Bringing it home, Mike would ask 3 more questions: 0 to 100 - Jesus died on the cross? 0 to 100 - Jesus rose again? 0 to 100 - Going to Heaven? In all instances the students confidently declared 100 - trusting Christ.

Now, theology can get deep, even complex, and I enjoy a deep and good discussion now and then, but theological paradigms can become pharisaic and can become more focused on intellectual exercise or an exercise of arrogance. Sometimes, I think we Christians can miss the simple truth of the Gospel. I've been involved in various traditions in the walk of my Christian faith and have discussed Calvin (predestination) versus Arminius (free will) as well as Paedobaptism verus Credobaptism as well as Limited Atonement and various apologetics. However, there is nothing like the clarity of the Word itself, especially the simple truth of the Gospel.

J.I. Packer wrote the following:

"The Bible does not need to be supplemented and interpreted by tradition, or revisited and corrected by reason. Instead, it demands to sit in judgment on the dictates of both, for the words of men must be tried by the Word of God. The church collectively, and the Christian individually, can and does err, and the inerrant Scripture must ever be allowed to speak and correct them" (p. 129, The J.I. Packer Classic Collection).

Later in that same work, J.I. Packer wrote as follows:

"The proper ground for believing a thing is not that the church or reason says it. Both these authorities may err, and in any case it is not to them that God has told us to go for authoritative indications of his mind.
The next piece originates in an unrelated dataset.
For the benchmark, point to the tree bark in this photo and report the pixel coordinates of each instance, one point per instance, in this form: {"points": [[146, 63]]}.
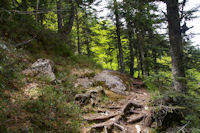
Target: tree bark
{"points": [[36, 9], [176, 46], [130, 36], [59, 15], [78, 33], [128, 18], [68, 26], [142, 57], [121, 59]]}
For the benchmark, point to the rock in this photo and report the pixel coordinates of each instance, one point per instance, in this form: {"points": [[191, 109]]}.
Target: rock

The proper ground for believing a thing is that God says it in his written Word, and a readiness to take God's Word and accept what he asserts in the Bible is thus fundamental to faith. ... Tradition may not be lightly dismissed, but neither may it be made a separate authority apart from Scripture. ... Reason's part is to act as the servant of the written Word, seeking dependence on the Spirit..."

So, the theology and tradition are topics of worthy discussions, but sometimes we fall into missing the forest for the trees. We get so hung up on shaping the Bible and other believers into our paradigms and traditions instead of letting the Bible speak for itself. While we need to be prepared to give a good defense and to grow in depth and knowledge, we must not miss the simple truth in the process. Hearing the simple TRUTH of the Gospel was refreshing that day - no contention among believers (in spite of differences) for it is what unifies us. It is the simple message of the Good News. And the response is just as clear: One either accepts it or rejects it.
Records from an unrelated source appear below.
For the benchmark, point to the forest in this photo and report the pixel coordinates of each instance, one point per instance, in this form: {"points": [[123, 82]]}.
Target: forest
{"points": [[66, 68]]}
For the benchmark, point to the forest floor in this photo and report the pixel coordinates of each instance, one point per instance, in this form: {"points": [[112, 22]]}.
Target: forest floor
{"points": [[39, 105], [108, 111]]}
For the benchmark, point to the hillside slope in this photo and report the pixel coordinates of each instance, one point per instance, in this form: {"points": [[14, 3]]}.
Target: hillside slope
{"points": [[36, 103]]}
The Gospel must be our focus. Otherwise, we will be divided and fail to let them "know we are Christians by our love." As I think about the simple truth of the Gospel being our focus, I cannot help but think of the words written by John C. Maxwell in The 21 Indispensable Qualities of a Leader: Becoming the Person Others Will Want to Follow:

"Experienced animal trainers take a stool with them when they step into a cage with a lion. Why a stool? It tames a lion better than anything--except maybe a tranquilizer gun. When the trainer holds the stool with the legs extended toward the lion's face, the animal tries to focus on all four legs at once. And that paralyzes him. Divided focus always works against you."

Is it working against you? Mike was focused on reaching the lost lovingly with the Gospel. I think Christians in general would do well to ask the questions Mike asks instead of determining whether one is acceptable per our congregations, traditions and paradigms alone. After all, it really all comes down to the simple truth of the Gospel, doesn't it?